Live from Legal Tech NYC, a session on empirical research on e-discovery, specifically the reliability and value of using computers to review document. 

The session: “The Electronic Discovery Institute is a 501(c)(3) non-profit corporation dedicated to resolving the legal community’s electronic discovery challenges. The Institute’s study compares the time, cost and accuracy of traditional, manual document review processes with computer assisted categorization tools.”

The panelists:
The Honorable David Waxse, Federal Magistrate Judge District of Kansas
Craig Ball,Esq. Attorney & Computer Forensic Examiner
Julia Brickell, Esq., Associate General Counsel, Altria
Peter Gronvall, Esq., Managing Director, AdamsGrayson
Anne Kershaw, Esq., EDI President & founder of A.Kershaw PC/Attorneys & Consultants
Laura Kibbe, Esq., Senior Corporate Counsel & Managing Director, Pfizer, Inc.
Jonathan Nystrom, EDI Study Participant & Vice President, Cataphora
Patrick Oot, Esq., EDI Vice President & Director of Electronic Discovery, Senior Counsel, Verizon [MODERATOR]
Herb Roitblat, Ph.D., EDI Chairman & Principal, OrcaTec LLC
Rich Tobey, CPA, EDI Study Participant & Managing Partner,Vmax Consulting

Oot opens by pointing out that the real goal in e-discovery is justice. Rule 1 of the FRCP references securing “the just, speedy, and inexpensive determination of every action and proceeding.”
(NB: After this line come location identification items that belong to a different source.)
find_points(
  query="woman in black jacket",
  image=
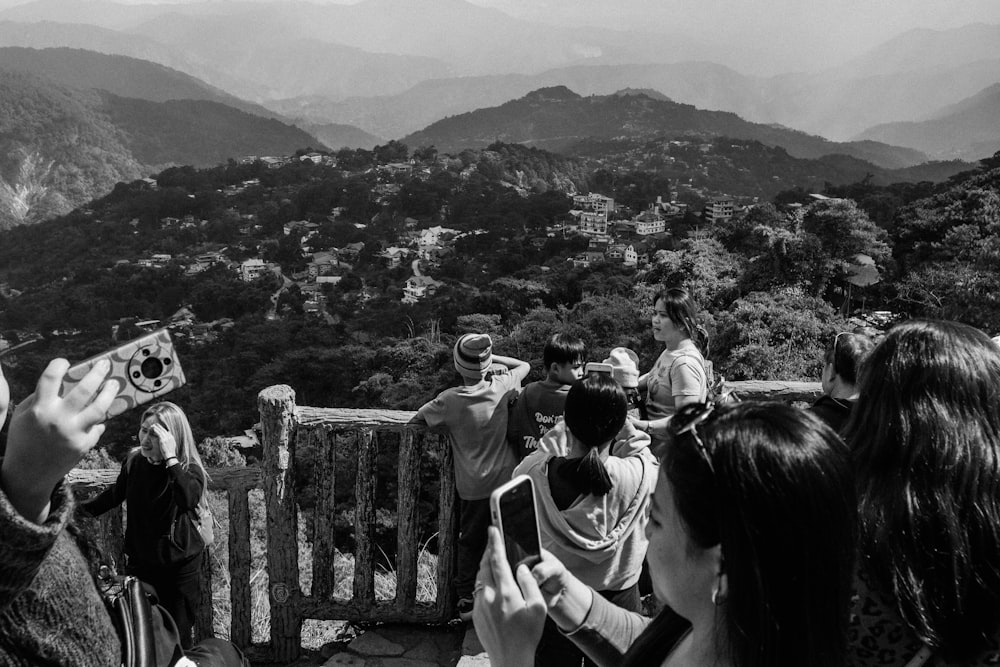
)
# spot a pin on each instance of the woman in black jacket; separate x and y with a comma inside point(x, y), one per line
point(162, 481)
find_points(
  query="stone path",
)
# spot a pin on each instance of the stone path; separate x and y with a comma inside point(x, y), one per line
point(392, 645)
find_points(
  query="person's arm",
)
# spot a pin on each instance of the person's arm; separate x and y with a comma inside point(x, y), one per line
point(519, 369)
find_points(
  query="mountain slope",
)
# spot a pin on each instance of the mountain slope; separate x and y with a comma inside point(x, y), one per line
point(56, 149)
point(556, 118)
point(968, 130)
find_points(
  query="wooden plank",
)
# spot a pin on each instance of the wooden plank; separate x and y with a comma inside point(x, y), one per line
point(776, 390)
point(364, 518)
point(277, 405)
point(324, 543)
point(385, 611)
point(447, 531)
point(240, 622)
point(407, 538)
point(203, 621)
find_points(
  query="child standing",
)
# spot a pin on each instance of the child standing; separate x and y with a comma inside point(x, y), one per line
point(476, 417)
point(540, 405)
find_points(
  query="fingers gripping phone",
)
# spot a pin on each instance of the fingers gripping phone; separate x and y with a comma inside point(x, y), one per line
point(512, 507)
point(145, 368)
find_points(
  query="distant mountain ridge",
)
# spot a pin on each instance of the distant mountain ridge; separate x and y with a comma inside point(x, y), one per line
point(61, 146)
point(966, 131)
point(555, 118)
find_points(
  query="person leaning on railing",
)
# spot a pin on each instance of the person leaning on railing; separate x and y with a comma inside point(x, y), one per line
point(751, 547)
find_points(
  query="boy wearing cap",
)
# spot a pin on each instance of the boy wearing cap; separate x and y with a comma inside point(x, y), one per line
point(540, 406)
point(475, 414)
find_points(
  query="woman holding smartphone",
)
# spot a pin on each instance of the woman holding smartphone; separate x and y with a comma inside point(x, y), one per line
point(162, 481)
point(751, 549)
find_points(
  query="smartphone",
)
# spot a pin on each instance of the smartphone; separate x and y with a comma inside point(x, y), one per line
point(145, 368)
point(513, 509)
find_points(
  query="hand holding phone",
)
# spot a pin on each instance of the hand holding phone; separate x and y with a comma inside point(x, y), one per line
point(512, 507)
point(145, 368)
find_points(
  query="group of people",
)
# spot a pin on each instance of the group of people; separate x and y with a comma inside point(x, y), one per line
point(51, 574)
point(863, 531)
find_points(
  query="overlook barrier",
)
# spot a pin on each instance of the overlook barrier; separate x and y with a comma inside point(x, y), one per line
point(286, 427)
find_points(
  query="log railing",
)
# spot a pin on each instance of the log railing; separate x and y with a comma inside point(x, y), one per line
point(286, 428)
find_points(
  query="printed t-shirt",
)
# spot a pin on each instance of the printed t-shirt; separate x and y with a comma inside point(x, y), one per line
point(539, 407)
point(679, 372)
point(476, 417)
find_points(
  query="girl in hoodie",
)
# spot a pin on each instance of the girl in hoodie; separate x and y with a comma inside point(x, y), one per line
point(593, 503)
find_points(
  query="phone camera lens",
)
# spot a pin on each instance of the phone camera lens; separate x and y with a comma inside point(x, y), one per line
point(151, 367)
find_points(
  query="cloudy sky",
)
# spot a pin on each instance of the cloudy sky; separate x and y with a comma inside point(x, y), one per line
point(766, 36)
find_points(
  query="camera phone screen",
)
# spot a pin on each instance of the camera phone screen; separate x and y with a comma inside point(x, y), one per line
point(520, 532)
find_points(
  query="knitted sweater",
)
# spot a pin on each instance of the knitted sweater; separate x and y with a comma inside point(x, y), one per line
point(50, 610)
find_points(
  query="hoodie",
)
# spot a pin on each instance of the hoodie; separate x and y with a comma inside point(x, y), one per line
point(600, 539)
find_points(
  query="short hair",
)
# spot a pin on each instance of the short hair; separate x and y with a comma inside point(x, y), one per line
point(926, 440)
point(563, 348)
point(683, 312)
point(596, 410)
point(847, 351)
point(773, 486)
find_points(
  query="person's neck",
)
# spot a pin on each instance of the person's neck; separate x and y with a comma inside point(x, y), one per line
point(704, 646)
point(674, 344)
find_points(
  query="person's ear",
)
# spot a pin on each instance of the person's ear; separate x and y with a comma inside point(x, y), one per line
point(720, 588)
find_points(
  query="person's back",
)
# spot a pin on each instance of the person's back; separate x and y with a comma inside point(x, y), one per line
point(926, 442)
point(475, 415)
point(540, 406)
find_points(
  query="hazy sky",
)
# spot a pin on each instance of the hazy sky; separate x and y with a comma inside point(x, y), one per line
point(767, 36)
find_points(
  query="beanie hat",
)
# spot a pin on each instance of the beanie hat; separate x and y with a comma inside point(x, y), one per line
point(624, 366)
point(473, 355)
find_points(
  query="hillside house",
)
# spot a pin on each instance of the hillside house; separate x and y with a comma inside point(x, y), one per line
point(252, 268)
point(417, 287)
point(719, 209)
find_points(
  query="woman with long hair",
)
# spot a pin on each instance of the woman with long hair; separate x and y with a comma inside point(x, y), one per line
point(593, 507)
point(925, 436)
point(751, 547)
point(162, 480)
point(680, 374)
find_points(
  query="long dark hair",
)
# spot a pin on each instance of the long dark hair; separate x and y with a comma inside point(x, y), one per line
point(777, 496)
point(683, 312)
point(596, 409)
point(926, 440)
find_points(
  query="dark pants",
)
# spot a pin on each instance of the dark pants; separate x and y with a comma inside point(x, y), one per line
point(555, 650)
point(473, 520)
point(178, 590)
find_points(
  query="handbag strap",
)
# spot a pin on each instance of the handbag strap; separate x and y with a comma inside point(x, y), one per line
point(921, 657)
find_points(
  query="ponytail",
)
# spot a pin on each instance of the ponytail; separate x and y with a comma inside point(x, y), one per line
point(588, 475)
point(596, 410)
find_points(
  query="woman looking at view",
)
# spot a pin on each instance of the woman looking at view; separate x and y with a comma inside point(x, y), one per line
point(162, 480)
point(751, 547)
point(679, 376)
point(925, 435)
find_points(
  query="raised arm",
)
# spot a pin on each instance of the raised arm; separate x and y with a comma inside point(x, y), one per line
point(519, 369)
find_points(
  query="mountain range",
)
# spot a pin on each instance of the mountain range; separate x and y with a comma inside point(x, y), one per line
point(391, 67)
point(74, 123)
point(557, 118)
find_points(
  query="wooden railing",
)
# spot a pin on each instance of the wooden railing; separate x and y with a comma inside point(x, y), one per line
point(287, 427)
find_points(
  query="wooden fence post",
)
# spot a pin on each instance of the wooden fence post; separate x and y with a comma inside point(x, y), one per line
point(277, 421)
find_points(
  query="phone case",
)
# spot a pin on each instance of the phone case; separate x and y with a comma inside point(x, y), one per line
point(145, 368)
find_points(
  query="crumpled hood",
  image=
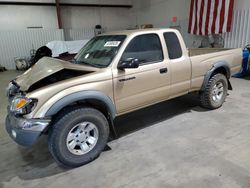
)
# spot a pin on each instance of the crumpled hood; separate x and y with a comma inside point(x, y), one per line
point(46, 67)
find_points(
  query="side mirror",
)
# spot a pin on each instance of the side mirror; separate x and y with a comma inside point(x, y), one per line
point(130, 63)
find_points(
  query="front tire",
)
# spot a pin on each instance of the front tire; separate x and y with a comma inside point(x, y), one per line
point(215, 92)
point(78, 137)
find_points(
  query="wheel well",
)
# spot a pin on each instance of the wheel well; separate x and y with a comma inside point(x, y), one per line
point(221, 70)
point(93, 103)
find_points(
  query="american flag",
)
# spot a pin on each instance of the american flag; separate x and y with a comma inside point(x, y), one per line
point(210, 16)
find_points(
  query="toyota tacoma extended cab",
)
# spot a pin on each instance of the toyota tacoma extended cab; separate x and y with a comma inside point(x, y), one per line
point(76, 102)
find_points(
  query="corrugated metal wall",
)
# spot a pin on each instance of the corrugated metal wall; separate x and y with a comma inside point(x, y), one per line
point(78, 34)
point(239, 37)
point(19, 43)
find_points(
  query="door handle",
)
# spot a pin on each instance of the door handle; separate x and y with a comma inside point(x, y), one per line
point(163, 70)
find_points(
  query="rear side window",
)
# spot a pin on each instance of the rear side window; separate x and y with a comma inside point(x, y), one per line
point(146, 48)
point(173, 45)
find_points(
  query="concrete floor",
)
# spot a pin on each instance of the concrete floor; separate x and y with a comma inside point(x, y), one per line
point(181, 145)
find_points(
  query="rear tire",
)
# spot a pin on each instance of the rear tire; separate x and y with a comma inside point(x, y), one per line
point(215, 92)
point(78, 136)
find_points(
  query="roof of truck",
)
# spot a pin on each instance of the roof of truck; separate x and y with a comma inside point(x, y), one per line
point(136, 31)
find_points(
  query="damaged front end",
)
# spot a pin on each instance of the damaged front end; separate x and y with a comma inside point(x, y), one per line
point(47, 71)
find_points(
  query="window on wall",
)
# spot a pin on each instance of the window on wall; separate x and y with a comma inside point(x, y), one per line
point(146, 48)
point(173, 45)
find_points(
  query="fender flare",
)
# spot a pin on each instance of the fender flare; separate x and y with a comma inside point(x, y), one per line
point(217, 65)
point(79, 96)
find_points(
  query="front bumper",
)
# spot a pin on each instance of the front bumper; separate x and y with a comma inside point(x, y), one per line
point(25, 131)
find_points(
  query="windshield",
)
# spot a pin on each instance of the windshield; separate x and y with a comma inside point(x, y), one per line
point(100, 51)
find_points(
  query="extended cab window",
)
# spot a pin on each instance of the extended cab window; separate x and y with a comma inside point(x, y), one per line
point(146, 48)
point(173, 45)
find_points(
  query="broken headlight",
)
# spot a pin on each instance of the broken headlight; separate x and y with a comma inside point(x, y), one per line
point(22, 105)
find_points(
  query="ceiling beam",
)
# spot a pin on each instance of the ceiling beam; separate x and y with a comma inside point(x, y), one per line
point(64, 4)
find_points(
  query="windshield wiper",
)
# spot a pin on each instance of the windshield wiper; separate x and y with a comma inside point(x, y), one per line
point(91, 64)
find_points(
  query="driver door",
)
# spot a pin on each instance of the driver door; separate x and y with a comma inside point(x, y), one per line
point(147, 84)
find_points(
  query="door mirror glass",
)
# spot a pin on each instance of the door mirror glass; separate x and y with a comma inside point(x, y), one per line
point(130, 63)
Start with the notion that assessing relevancy is difficult. Oot references his involvement in Verizon acquisition of MCI. They used traditional 2nd request review process with much manual review. 83 custodians, 2.3 million documents, 2 law firms involved with one deploying 115 lawyers and the 2nd deploying 110 lawyers to conduct privilege and relevance review. It took four months of long days. The cost of document review was just shy of $13.5 million. Note that this matter was not big by today’s standards. FTC would not allow the parties to use key word searches to narrow the document review. “There’s got to a better way to do this than all the human review.”

Oot and Kershaw started the eDiscovery Institute (EDI) to study if there is a better way to conduct document review. Kershaw now summarizes the Institute: The idea started a few years ago with a private review Kershaw did comparing two approaches to document review. Judges and others wanted more data to compare approaches. Work today has just scratched the surface – much remains to be done. Institute is a not-for-profit and is set up to do additional studies to ease the pain of conducting litigation.
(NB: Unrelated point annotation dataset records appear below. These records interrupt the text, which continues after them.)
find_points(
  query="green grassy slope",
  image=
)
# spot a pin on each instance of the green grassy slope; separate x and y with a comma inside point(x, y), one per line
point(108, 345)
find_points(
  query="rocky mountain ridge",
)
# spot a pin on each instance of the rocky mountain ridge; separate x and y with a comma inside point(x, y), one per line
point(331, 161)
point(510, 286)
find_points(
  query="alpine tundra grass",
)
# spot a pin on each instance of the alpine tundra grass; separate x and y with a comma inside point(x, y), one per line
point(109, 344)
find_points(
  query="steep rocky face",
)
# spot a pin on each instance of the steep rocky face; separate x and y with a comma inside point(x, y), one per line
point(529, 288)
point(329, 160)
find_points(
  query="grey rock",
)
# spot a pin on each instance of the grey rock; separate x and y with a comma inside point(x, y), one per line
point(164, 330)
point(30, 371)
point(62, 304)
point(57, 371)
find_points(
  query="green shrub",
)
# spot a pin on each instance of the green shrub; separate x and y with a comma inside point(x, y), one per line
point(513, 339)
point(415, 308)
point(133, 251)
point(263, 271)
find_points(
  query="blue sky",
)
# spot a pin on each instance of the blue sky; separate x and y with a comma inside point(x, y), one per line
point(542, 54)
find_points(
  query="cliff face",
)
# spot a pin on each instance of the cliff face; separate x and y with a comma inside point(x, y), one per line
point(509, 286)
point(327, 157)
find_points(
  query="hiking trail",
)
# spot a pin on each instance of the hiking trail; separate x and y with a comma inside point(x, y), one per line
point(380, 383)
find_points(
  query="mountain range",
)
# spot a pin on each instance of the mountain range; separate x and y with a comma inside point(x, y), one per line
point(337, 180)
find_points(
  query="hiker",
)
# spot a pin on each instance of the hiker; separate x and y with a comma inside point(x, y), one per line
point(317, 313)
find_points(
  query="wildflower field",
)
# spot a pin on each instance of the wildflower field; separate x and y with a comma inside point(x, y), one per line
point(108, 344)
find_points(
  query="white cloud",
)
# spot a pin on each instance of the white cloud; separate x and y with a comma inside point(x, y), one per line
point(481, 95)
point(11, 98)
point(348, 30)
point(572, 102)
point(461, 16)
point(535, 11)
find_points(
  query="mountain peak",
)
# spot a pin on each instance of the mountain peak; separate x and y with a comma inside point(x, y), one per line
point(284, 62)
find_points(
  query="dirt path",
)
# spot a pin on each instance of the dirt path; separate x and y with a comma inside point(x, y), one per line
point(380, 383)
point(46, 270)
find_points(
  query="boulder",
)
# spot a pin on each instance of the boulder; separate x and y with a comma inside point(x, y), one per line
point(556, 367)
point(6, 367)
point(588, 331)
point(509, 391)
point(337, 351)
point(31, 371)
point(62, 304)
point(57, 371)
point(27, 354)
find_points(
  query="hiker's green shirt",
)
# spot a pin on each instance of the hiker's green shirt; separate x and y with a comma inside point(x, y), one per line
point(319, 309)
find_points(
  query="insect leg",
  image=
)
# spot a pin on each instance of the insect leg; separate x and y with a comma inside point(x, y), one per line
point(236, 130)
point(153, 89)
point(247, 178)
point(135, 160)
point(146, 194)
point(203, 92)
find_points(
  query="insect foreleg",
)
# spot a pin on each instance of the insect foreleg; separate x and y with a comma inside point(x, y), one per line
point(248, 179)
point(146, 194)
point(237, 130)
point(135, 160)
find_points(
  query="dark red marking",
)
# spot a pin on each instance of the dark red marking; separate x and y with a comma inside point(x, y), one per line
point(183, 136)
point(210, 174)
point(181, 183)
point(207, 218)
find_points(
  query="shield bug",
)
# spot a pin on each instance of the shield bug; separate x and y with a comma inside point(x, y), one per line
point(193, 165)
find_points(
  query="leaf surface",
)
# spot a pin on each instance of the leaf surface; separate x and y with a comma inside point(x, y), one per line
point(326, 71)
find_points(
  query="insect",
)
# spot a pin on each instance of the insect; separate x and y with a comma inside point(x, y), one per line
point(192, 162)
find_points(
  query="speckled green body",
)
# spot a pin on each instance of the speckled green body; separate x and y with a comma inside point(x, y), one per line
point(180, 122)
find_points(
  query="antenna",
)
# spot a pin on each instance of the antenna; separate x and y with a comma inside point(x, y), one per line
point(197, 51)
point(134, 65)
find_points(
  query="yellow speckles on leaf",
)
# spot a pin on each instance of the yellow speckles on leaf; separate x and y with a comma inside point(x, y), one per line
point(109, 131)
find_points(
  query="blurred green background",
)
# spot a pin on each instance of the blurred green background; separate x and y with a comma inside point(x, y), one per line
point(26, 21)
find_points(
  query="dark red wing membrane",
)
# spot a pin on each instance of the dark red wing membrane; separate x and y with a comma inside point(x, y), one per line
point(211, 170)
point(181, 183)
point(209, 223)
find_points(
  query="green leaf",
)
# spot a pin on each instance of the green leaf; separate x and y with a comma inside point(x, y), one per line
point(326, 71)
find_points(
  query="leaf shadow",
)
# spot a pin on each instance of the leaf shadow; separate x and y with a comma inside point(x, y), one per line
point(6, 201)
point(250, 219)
EDI’s first study compared traditional doc review with an electronically assisted process. EDI will publish a white paper in early 2008; it will be peer-reviewed and available freely. Views EDI as unique organization to provide factual information (Sedonna focuses on princicples). Pfizer and Verizon are current sponsors but EDI seeks additional sponsors. EDI will not be a vendor or process certification organization – it will report on factual findings.

– Should a party consider alternative methods to brute force review?
– Is computer assisted relevancy assessment reasonable under the Rules?
– Is any process reasonable?

The study dataset: The MCI-Verizon acquisiton data for antitrust 2nd request – 83 custodians in 10 states, 13. terabytes, over 2 million documents.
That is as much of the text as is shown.